Saturday, September 16, 2017
Smith Finishes 11th in Junior World Championships

Bermuda’s Tyler Smith crossed the line 11th overall in what can only be described as an amazing performance.

Aussie Matthew Hauser added another World Championship Title to his resume after claiming victory as the Junior World Champion at the 2017 ITU World Triathlon Grand Final.

It was a cold and wet morning but Smith stayed amongst the leaders in this 75-man race from the gun clocking a time of 57.18.

Smith was 11th out of the water at 9:06, which saw him only 10 seconds behind leader and he clocked the fastest bike of the day at 29:26 put him in the lead pack which dwindled to 7 riders by T2.

Smith got caught by a few faster runners in the chase pack but was happy with his 16:38 5km Run time.

Smith was 1:24 behind race winner Houser who clocked 55:54 and just 43 seconds off the podium.

Smith said, “I was really happy with my performance today in Rotterdam. I knew I had good fitness coming in, and it was just about executing a clean race.”

“I knew that on a technical course it would be essential to stay at the front of the bike, and myself along with 2 Norwegian athletes and the Australian Hauser put in work to shake off a few athletes and narrow the lead group to only 9 riders,” continued Smith.

Smith went on to say, “With the run being my weakness I just tried to protect my position off the bike, and knew that if I ran strong I'd finish the day with the race of my life.”

Smith concluded, “I am really pleased that the commitment to train overseas in the U.K. this year paid off, and look forward to moving into Under 23 and Elite racing.”

Friday, September 15, 2017
Hawley Finishes 40th in Grand Final in Rotterdam

Bermuda Junior Elite Female Triathlete Erica Hawley was the first Bermudian to compete in the 2017 International World Triathlon Grand Final in Rotterdam.

After a delay of an hour due to weather and in a field of 64 competitors Hawley finished 40th clocking a time of 1:05.47.

Hawley competed in the Junior Women’s Race that got underway in water temperatures of 63.1F.

Hawley came out of the water in a time of 10.49, she was 1:05 behind the leader Fuka Sega from Japan, Hawley was in 41st at that time.

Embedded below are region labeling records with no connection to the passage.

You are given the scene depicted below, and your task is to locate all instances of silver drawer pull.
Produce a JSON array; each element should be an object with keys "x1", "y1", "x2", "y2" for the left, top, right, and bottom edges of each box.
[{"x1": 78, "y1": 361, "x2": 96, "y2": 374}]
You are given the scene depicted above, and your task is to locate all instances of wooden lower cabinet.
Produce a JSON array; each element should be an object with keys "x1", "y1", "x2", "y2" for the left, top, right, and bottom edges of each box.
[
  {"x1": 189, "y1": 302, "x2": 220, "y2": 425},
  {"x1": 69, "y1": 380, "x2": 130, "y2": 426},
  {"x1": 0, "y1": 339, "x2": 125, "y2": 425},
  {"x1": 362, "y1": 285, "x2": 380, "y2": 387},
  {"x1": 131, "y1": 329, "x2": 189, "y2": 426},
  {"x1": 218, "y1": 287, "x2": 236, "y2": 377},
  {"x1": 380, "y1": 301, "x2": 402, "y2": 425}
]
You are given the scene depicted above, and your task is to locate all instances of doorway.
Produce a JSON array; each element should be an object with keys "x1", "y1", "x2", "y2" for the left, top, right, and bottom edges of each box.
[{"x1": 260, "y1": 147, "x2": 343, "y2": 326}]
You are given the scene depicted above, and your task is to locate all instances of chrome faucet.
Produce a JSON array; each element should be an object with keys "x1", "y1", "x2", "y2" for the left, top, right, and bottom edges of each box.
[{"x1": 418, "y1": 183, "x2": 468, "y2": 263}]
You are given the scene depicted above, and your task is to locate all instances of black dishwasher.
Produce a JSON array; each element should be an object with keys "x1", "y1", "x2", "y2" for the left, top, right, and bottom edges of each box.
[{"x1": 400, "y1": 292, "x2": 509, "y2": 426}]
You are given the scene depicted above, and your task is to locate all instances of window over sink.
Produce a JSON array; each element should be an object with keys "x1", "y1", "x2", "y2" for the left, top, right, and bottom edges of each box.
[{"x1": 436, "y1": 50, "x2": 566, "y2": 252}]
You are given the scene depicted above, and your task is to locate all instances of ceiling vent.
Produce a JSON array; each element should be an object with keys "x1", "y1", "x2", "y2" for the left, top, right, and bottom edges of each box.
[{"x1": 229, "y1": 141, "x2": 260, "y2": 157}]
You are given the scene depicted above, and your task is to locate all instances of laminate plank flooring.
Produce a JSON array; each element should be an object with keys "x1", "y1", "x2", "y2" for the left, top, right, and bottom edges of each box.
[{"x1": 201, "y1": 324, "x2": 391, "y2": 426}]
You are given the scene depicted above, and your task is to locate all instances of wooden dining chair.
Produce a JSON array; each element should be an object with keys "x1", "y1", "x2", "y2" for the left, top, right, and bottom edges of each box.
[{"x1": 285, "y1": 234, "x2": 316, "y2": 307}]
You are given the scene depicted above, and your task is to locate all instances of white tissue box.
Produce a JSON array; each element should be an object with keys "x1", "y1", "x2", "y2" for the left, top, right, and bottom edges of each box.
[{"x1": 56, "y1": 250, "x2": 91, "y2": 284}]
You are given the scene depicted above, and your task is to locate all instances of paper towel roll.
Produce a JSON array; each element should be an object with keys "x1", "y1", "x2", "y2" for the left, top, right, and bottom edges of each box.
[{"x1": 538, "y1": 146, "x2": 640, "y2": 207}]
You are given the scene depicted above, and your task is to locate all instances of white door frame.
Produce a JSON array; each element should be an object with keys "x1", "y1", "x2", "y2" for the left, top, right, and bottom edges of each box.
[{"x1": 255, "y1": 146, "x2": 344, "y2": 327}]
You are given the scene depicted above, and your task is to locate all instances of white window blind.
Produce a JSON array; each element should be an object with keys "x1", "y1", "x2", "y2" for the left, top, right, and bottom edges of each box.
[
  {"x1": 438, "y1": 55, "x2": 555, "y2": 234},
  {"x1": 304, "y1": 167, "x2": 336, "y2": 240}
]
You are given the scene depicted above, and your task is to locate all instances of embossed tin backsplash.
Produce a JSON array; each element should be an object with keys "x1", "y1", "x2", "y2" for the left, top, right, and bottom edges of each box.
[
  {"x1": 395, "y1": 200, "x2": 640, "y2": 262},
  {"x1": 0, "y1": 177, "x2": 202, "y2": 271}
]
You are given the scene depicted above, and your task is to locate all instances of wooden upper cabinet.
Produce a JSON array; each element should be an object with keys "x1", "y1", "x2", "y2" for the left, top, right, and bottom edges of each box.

Hawley then recorded a time of 33.14 on the Bike, before closing out with a Run time of 19.29.

Taylor Knibb from the United States won the race with a time of 1:01.22, Kate Waugh from Great Britain was second in 1:01.38 and Sega finished 3rd clocking a time of 1:02.05.

Following the race Hawley said, “This being my last year at worlds and I would've hoped for more. I had amazing preparation going into this and was feeling strong. After the long travel here I arrived with a sore throat which was far from ideal but I told myself to push through it, and I wouldn't blame that for my end result.”

Hawley went on to say, “I had a solid swim, bike and run and at the end of the day it was positioning and the minute mishaps that differentiated 10th-40th. I felt pretty solid on the swim, had a relatively slow transition and then was onto the bike. The course presented a lot of challenges by nature with so many turns and narrow widths that you always had to be focused. I found it hard to move my position on the bike which could've been due to being extra cautious from a couple of crashes over the summer (I think I need to switch to Mountain Biking this winter to get some mad skills like Flora ;)).”

Hawley went on to say, “I got off the bike near the end of my pack and then tried to hold strong for the run. I ran 19:30 which a year ago would've been really good but considering my fitness now I was truly disappointed. I felt strong and the time was way off what I have actually been running - maybe because I was feeling a bit under the weather, maybe because everyone else was running well too,”

Hawley concluded, “After the race was done I reminded myself that I'm at the world champs with the best of the best and I still finished my best position at a world champs (I've had some pretty bad races here haha). Now it's just onto the next one - the season isn't over yet and I'm ready to redeem this performance as I feel like I am physically and mentally fitter than the outcome of today.”